## User Guide
#### Opening a FR long position
```
TODO:
Circle back to the points above
Talk about price action and what it means
FR and SFR assets
open long -> secure a fixed rate
LONG if you LIKE the FIXED RATE 😃
```
When a user goes FR long, they buy locked assets at a discount. They buy 100 locked DAI for 95 DAI
**Buy locked assets at a discount, redeem full value at maturity:** Users can buy assets that are locked for a set duration at a discount. This discount is the fixed rate, as the user knows upfront how much they're paying today and how much they'll get at the end of the term. On the flip side, the AMM will use these user deposits to earn variable yield.
**Profit/loss example:** A user who pays 100 USDC today to buy 105 USDC that is locked for a year will have gotten a 5% fixed rate. If the underlying variable yield source performed for a 3% rate over that same timeframe, the market will earn 3 USDC from this user's deposit.

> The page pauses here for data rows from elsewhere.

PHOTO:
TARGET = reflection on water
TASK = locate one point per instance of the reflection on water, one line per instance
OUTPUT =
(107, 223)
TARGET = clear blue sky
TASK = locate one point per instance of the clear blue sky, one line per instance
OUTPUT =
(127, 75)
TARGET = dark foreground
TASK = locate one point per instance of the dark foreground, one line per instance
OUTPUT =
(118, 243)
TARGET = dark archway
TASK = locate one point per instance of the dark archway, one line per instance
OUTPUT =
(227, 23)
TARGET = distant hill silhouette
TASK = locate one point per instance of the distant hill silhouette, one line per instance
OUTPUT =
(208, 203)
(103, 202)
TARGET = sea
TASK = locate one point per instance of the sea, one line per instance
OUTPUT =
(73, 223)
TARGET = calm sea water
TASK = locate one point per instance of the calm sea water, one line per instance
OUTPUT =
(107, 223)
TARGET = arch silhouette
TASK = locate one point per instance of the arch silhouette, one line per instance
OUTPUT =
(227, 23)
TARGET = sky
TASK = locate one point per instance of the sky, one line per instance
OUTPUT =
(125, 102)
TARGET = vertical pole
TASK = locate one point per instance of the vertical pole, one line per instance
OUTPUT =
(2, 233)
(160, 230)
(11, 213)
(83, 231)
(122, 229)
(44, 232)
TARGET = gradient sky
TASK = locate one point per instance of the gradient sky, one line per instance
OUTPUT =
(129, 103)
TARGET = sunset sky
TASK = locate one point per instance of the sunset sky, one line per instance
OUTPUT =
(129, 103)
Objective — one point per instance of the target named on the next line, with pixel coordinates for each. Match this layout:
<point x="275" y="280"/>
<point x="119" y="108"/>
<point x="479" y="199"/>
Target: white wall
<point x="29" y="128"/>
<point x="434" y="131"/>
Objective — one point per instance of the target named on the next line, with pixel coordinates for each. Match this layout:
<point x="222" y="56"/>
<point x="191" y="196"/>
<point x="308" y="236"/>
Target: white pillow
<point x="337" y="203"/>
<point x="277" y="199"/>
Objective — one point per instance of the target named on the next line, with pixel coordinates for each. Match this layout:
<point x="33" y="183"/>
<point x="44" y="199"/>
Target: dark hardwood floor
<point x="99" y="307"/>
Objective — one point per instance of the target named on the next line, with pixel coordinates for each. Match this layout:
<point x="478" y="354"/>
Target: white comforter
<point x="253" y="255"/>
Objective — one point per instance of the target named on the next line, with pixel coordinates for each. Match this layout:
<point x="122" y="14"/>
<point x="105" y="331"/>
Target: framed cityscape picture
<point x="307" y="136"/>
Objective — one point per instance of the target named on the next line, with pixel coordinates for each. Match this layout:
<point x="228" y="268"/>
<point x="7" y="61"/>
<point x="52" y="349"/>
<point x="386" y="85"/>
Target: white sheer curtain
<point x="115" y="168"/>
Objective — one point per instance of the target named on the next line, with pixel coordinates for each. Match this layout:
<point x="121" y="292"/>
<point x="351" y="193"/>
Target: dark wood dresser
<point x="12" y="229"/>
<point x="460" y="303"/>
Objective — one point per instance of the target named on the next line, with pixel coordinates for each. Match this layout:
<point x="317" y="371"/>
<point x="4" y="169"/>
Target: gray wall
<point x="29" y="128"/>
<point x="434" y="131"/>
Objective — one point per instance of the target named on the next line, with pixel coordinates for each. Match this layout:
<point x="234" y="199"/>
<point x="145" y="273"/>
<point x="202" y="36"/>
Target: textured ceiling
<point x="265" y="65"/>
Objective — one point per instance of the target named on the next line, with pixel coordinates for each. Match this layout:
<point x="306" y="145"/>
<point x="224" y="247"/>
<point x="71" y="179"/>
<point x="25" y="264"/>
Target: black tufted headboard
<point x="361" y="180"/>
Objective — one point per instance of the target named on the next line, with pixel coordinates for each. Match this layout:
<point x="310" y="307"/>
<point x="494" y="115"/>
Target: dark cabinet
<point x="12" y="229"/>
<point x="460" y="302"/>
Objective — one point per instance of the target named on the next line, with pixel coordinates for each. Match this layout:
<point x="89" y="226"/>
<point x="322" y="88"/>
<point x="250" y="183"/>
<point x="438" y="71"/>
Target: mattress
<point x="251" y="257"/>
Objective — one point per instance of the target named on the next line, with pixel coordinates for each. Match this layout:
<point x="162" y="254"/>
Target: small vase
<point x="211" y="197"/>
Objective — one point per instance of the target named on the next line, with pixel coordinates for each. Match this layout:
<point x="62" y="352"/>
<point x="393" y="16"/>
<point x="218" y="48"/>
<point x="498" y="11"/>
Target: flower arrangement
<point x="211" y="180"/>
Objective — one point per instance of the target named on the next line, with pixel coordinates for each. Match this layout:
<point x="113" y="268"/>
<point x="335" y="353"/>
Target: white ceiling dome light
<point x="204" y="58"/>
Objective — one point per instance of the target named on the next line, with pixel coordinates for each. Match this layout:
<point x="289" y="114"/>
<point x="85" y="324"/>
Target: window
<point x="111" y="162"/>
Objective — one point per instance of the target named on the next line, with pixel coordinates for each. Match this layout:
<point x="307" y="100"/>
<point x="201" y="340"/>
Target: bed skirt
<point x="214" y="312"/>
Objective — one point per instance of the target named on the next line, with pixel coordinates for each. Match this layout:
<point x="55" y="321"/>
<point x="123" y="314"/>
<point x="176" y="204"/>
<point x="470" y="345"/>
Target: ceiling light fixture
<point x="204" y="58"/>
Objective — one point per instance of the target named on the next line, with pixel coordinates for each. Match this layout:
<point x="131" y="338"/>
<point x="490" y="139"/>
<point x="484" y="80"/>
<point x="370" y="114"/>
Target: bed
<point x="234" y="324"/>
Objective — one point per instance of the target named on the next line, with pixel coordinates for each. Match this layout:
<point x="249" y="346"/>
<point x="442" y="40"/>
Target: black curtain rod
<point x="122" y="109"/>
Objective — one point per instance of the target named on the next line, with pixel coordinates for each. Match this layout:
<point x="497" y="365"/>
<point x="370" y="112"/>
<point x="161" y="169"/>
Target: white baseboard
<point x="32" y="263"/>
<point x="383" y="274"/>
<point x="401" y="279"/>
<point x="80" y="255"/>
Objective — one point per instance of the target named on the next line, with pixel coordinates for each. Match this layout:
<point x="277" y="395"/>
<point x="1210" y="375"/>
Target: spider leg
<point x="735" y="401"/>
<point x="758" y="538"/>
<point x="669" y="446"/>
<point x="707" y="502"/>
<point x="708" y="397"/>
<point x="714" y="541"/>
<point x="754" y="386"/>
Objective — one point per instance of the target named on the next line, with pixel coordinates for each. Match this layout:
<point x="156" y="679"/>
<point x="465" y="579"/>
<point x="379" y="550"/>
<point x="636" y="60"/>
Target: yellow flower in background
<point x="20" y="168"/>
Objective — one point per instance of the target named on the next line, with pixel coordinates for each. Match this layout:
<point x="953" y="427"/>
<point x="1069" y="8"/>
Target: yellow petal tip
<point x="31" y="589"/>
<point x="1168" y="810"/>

**Withdraw at any time:** Users can close their fixed rate positions before term maturity by selling their fixed rate assets back into the market. If they do so, their actual profit or loss will be determined by the current discount on the market, i.e., the current fixed rate.
#### Opening a Short position
```
TODO: Mention spread
FR is a sentiment indicator
MOAR SENTIMENT
if variable rate outperformed fixed, market sentiment was wrong
SHORT if you DISLIKE the FIXED RATE
```
**Pay a fixed price now, get variable rate returns**: Users can get variable rate exposure by paying a fixed price upfront. The AMM will then give them the variable returns from the market's locked assets, for a set duration.
In other words, the user is buying the variable yield from the market's assets. The price for this variable rate exposure is the same as the discount used for the fixed rates.
**Profit/loss example:** at a 5% fixed rate, a user who wants to buy the yield from 100 USDC for a 1-year term would have to pay 5 USDC. If the variable yield throughout the term turns out to be 8% (for example), the user will get 8 USDC back, minus their original 5 USDC, for a final 3 USDC profit. If the variable yield turns out to have been 3% instead, the user will only get back 3 USDC, minus their original 5 USDC, turning a 2 USDC loss.
**Withdraw at any time:** Users can close their variable rate positions before term maturity by selling the rights to the market's yield back into the market. If they do so, their actual profit or loss will be determined by the current fixed rate on the market, plus the variable performance throughout the term.